# Contact info please



## Phil Edwards (Jan 22, 2004)

Hey folks,

I'm helping to compile a list of aquatic plant and freshwater aquarium clubs and am in need of a point of contact for NEAPS. If someone would please send me a PM with the info I would greatly appreciate it.

Thanks,
Phil


----------



## vancat (Nov 5, 2004)

Hey Phil, we are defunct!
It was Bailin, Dennis Deitz and I (Penny)....but no club for a few years now.


----------



## Jane of Upton (Jul 28, 2005)

Yeah, sadly no longer active. Members were spread across an area from CT to NH, so it was tough to get consistent turnout at meetings.
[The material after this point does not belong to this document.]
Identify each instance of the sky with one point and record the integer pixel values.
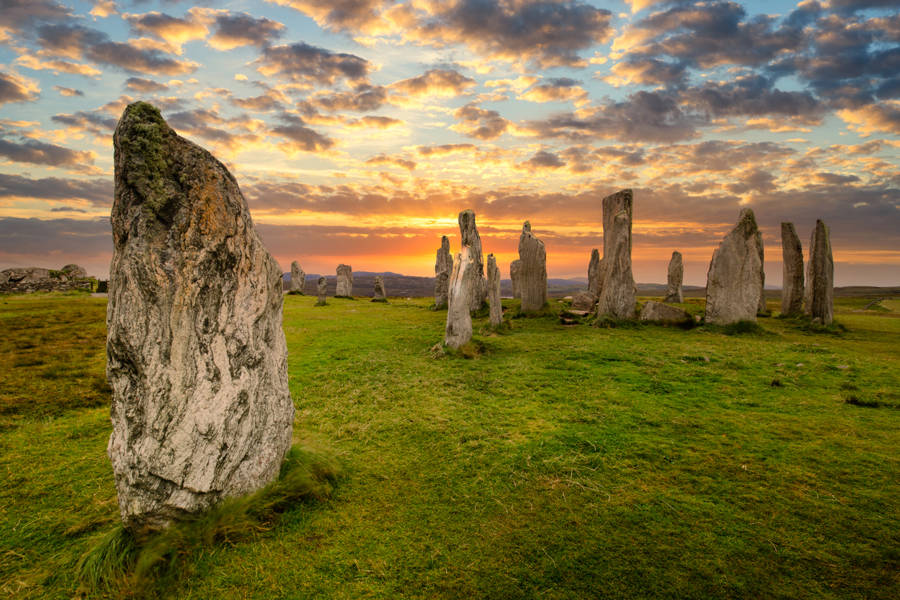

Someone tried to resurrect a New England area club, and I think they had a few meetings, but I'm not sure what became of that.

Phil, if you're gathering info, I wonder if we could have a regional round-table kind of thing? Or maybe something with 3 or 4 meetings a year, so its a larger gathering.

Just some thoughts.
-Jane


----------



## vancat (Nov 5, 2004)

Hey Jane, are you a member of the AGA?


----------



## Jane in Upton (Aug 10, 2005)

Hi,

Yes Penny, I'm a member now.


Sorry, used "old" log on brought over from the Wet Thumb days for that previous post. 

Will you be going to NEC? I'd think probably. Have a GREAT time!

-Jane


----------